I stop thinking. For the first time in a week, my brain quiets. I step up to him, cutting off his words to pull him down to me and kiss him.
I kiss him with all the feelings I’ve been shoving down in the recesses of my brain. All the feelings for him that I’ve been desperate to hide and act like they aren’t there. I kiss him because he didn’t just apologize; he took fucking action.
And that’s the most attractive thing I’ve ever seen.
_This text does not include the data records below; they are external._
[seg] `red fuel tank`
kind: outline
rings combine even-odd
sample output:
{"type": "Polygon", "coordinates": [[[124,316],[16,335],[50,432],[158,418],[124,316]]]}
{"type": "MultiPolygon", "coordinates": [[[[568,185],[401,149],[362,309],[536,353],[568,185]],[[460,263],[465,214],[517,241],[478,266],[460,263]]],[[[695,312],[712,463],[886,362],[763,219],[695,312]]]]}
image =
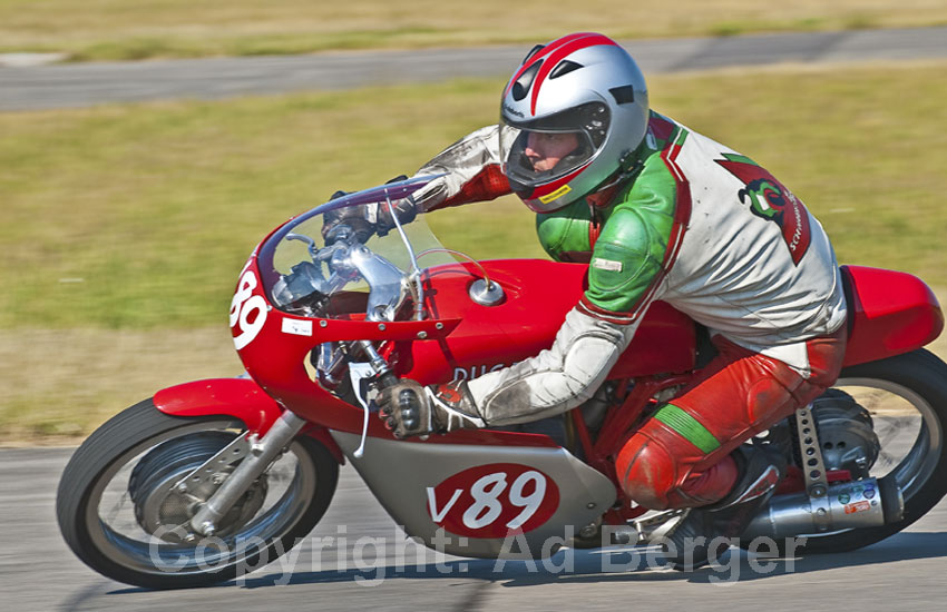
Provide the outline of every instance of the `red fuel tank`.
{"type": "MultiPolygon", "coordinates": [[[[435,319],[460,318],[439,340],[403,343],[397,369],[421,383],[469,379],[549,348],[586,288],[585,264],[543,259],[481,263],[505,297],[484,306],[469,297],[482,275],[476,266],[433,268],[424,276],[426,305],[435,319]]],[[[694,366],[695,328],[667,304],[652,305],[609,377],[684,372],[694,366]]]]}

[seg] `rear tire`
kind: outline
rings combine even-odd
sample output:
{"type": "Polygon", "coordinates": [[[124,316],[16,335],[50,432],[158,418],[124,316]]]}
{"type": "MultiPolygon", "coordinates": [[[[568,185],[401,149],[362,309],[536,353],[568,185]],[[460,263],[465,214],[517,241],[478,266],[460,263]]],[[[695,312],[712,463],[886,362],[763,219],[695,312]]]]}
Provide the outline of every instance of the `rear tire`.
{"type": "MultiPolygon", "coordinates": [[[[120,506],[137,504],[131,500],[136,491],[133,482],[147,474],[134,471],[135,465],[153,468],[153,482],[162,476],[157,473],[162,466],[154,465],[160,462],[154,461],[155,455],[147,454],[149,451],[178,441],[180,451],[174,457],[180,470],[189,470],[244,433],[243,424],[232,417],[170,416],[158,411],[150,399],[119,413],[79,446],[62,473],[56,512],[67,544],[100,574],[149,589],[207,585],[231,580],[243,570],[262,565],[262,561],[273,561],[312,531],[335,491],[339,464],[311,437],[297,437],[289,447],[287,455],[292,457],[286,461],[294,464],[294,471],[286,478],[285,493],[270,510],[251,506],[253,516],[242,517],[241,523],[233,525],[232,534],[217,539],[223,549],[208,546],[204,540],[175,544],[149,537],[140,519],[136,522],[137,506],[130,519],[113,524],[115,507],[119,507],[115,510],[119,514],[120,506]],[[188,451],[193,453],[189,460],[188,451]],[[152,461],[143,461],[148,457],[152,461]],[[133,472],[126,478],[128,471],[133,472]],[[113,507],[101,507],[108,505],[104,497],[109,486],[121,493],[120,499],[113,507]],[[205,559],[201,552],[201,559],[195,561],[198,554],[195,551],[201,546],[219,554],[205,559]],[[208,559],[208,563],[203,563],[208,559]],[[180,566],[176,566],[178,562],[183,562],[180,566]]],[[[275,466],[274,463],[271,472],[275,466]]],[[[266,494],[265,483],[260,491],[266,494]]],[[[116,496],[113,494],[111,499],[116,496]]]]}
{"type": "MultiPolygon", "coordinates": [[[[918,349],[847,367],[834,387],[867,387],[878,389],[879,395],[887,392],[916,411],[914,417],[897,416],[901,413],[885,416],[883,412],[880,417],[872,415],[876,433],[879,432],[879,419],[892,419],[895,433],[901,418],[917,422],[918,433],[911,450],[888,471],[904,491],[905,512],[900,521],[879,527],[801,534],[807,542],[795,550],[802,554],[848,552],[879,542],[927,514],[947,493],[947,364],[930,352],[918,349]]],[[[870,406],[866,407],[871,411],[870,406]]],[[[896,451],[886,448],[885,442],[881,440],[882,455],[896,451]]],[[[871,475],[883,474],[872,468],[871,475]]]]}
One of his huge arms wraps tight around my middle and the other boosts me up by my ass, letting me wrap my legs around his waist.
I will never get over our size difference and how it allows him to just throw my ass around wherever he wants.
I missed this.
I missed him.
And I know we need to sit down and talk more about … everything, but right now? I need him.
I need the way he knows exactly how to handle me. How he can get my brain to shut off with a well-placed kiss or the restraints he loves to use on me.
I feel him move, but it’s so dark I can’t really see where he’s going. Our lips are still connected in the type of kiss that makes me think I could be a romantic. When my back hits a tree, the rough scrape somehow heightens my arousal. I’m so fucking turned on. I know it’s not going to take long.
He rips his lips from mine, nuzzling my neck with his nose.